Wenn der derbe Junge auch etwas schwerfällig im Denken war, so hatte Antonia in den letzten Tagen eine gewisse Sympathie für ihn entwickelt, denn John schien in seinen Worten und Taten stets offen und ehrlich.
Während sie den Platz verließen, drehte sich Antonia noch mal zum königlichen Podest um. In diesem Moment kreuzte sich ihr Blick mit dem des Mädchens mit den großen Augen. Antonia deutete auf das Mädchen und fragte John: »Weißt du, wer das Kind neben der Königin ist?«
John nickte. »Lady Jane Grey. Man munkelt, dass sie den Prinzen heiraten soll. Aber behalt das bloß für dich, sonst ist es das letzte Mal, dass ich dir was erzählt habe. Klar?«
»Selbstverständlich, ich bin ja keine Klatschbase«, entgegnete Antonia.
»Nee, sonst wärst du ja ein Weib.« John grinste, dann ließ er sie stehen und ging davon. Antonia wagte einen Blick zu dem Platz, von dem Sir Norman das Geschehen verfolgt hatte, konnte ihn aber nicht mehr erkennen. Bestimmt war auch er verärgert, dass sie es gewagt hatte, dem Prinzen das Schwert aus der Hand zu schlagen. Den Namen Jane Grey hatte sie schon einmal gehört, konnte sich aber nicht erinnern, in welchem Zusammenhang.

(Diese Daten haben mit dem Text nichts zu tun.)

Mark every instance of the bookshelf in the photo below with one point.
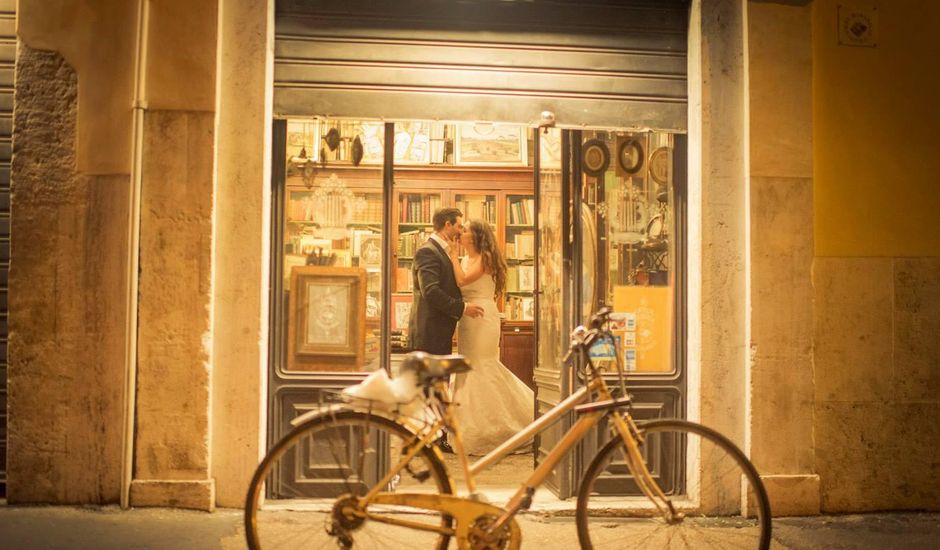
(519, 247)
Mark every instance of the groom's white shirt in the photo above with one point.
(441, 241)
(446, 246)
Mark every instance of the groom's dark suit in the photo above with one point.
(438, 304)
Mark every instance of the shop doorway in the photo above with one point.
(583, 217)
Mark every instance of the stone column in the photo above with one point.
(723, 224)
(172, 459)
(780, 173)
(246, 43)
(67, 292)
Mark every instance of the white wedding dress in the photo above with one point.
(492, 404)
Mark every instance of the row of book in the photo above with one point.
(521, 247)
(520, 278)
(417, 207)
(521, 211)
(369, 211)
(519, 308)
(404, 282)
(478, 207)
(399, 341)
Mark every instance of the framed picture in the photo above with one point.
(303, 138)
(550, 149)
(528, 308)
(327, 312)
(412, 142)
(370, 251)
(488, 144)
(401, 311)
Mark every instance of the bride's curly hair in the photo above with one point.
(493, 263)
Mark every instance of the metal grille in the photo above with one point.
(593, 62)
(7, 65)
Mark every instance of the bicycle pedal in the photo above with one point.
(478, 497)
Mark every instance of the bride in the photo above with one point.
(492, 404)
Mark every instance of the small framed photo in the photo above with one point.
(327, 311)
(412, 142)
(401, 311)
(489, 144)
(526, 278)
(528, 308)
(629, 359)
(370, 251)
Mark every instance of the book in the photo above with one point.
(526, 274)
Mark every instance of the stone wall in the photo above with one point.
(171, 462)
(876, 274)
(67, 291)
(780, 174)
(877, 382)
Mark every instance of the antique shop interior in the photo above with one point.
(562, 128)
(350, 214)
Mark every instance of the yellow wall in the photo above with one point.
(877, 133)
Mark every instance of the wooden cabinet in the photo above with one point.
(517, 349)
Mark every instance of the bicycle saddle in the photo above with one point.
(429, 368)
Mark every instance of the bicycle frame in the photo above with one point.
(522, 498)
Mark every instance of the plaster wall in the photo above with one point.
(173, 451)
(97, 39)
(242, 237)
(66, 285)
(780, 190)
(173, 361)
(723, 220)
(877, 272)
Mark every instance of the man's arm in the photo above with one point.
(428, 269)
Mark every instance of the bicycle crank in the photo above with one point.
(472, 519)
(482, 537)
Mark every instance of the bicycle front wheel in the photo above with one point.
(304, 493)
(719, 499)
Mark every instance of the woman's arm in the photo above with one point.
(474, 269)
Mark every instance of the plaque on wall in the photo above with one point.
(595, 158)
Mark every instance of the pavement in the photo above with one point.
(108, 527)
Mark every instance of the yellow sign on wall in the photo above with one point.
(651, 308)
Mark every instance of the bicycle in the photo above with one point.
(389, 487)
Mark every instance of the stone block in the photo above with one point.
(781, 266)
(780, 80)
(67, 301)
(914, 462)
(781, 417)
(853, 329)
(792, 495)
(916, 326)
(191, 494)
(855, 457)
(172, 436)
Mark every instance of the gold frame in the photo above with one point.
(505, 136)
(341, 328)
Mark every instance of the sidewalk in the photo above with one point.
(71, 528)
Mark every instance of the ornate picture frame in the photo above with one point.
(327, 313)
(401, 310)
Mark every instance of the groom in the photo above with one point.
(438, 304)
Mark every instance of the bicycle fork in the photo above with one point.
(631, 437)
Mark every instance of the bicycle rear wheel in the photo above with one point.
(301, 494)
(720, 497)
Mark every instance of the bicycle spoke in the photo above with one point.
(319, 464)
(710, 500)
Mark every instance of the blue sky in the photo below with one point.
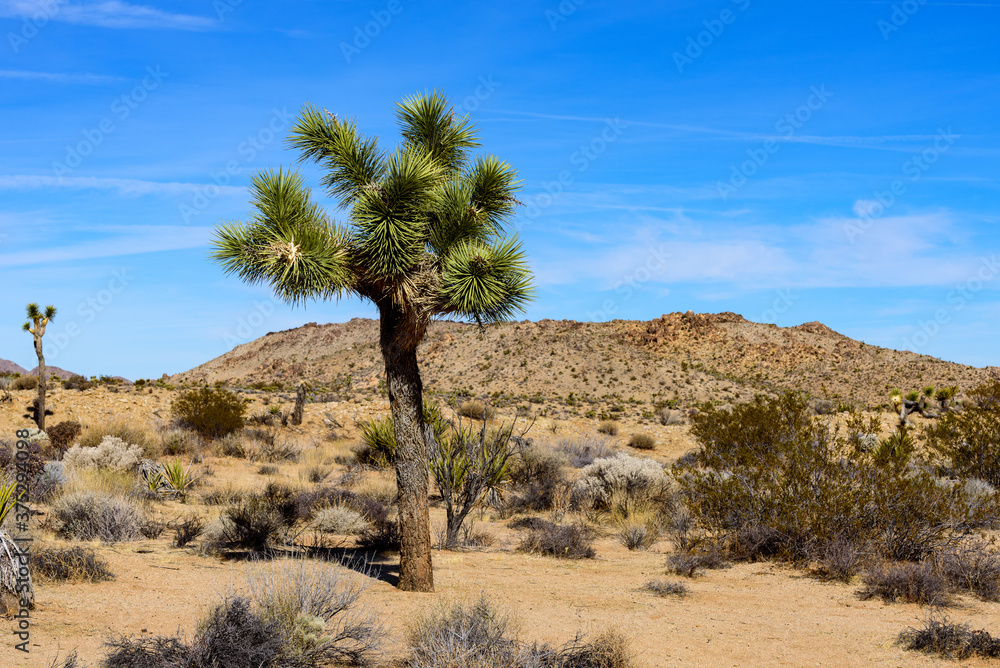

Auf jeden Fall hatte das Mädchen niemandem verraten, dass ein einfacher Knappe unbefugt in ihre Gemächer eingedrungen war.
Hampton Court war ein interessanter, aber auch seltsamer Ort. Verschleierte Damen, die mitten in der Nacht im Garten saßen, und Kinder mit den Gesichtern von Erwachsenen, die Schriften von griechischen Philosophen lasen. Obwohl für Antonia noch alles neu und voller Spannung war, sehnte sie sich manchmal nach der Abgeschiedenheit von Fenton Castle. Aber dann würde sie auch Sir Norman nicht mehr sehen, und dieser Gedanke behagte ihr gar nicht.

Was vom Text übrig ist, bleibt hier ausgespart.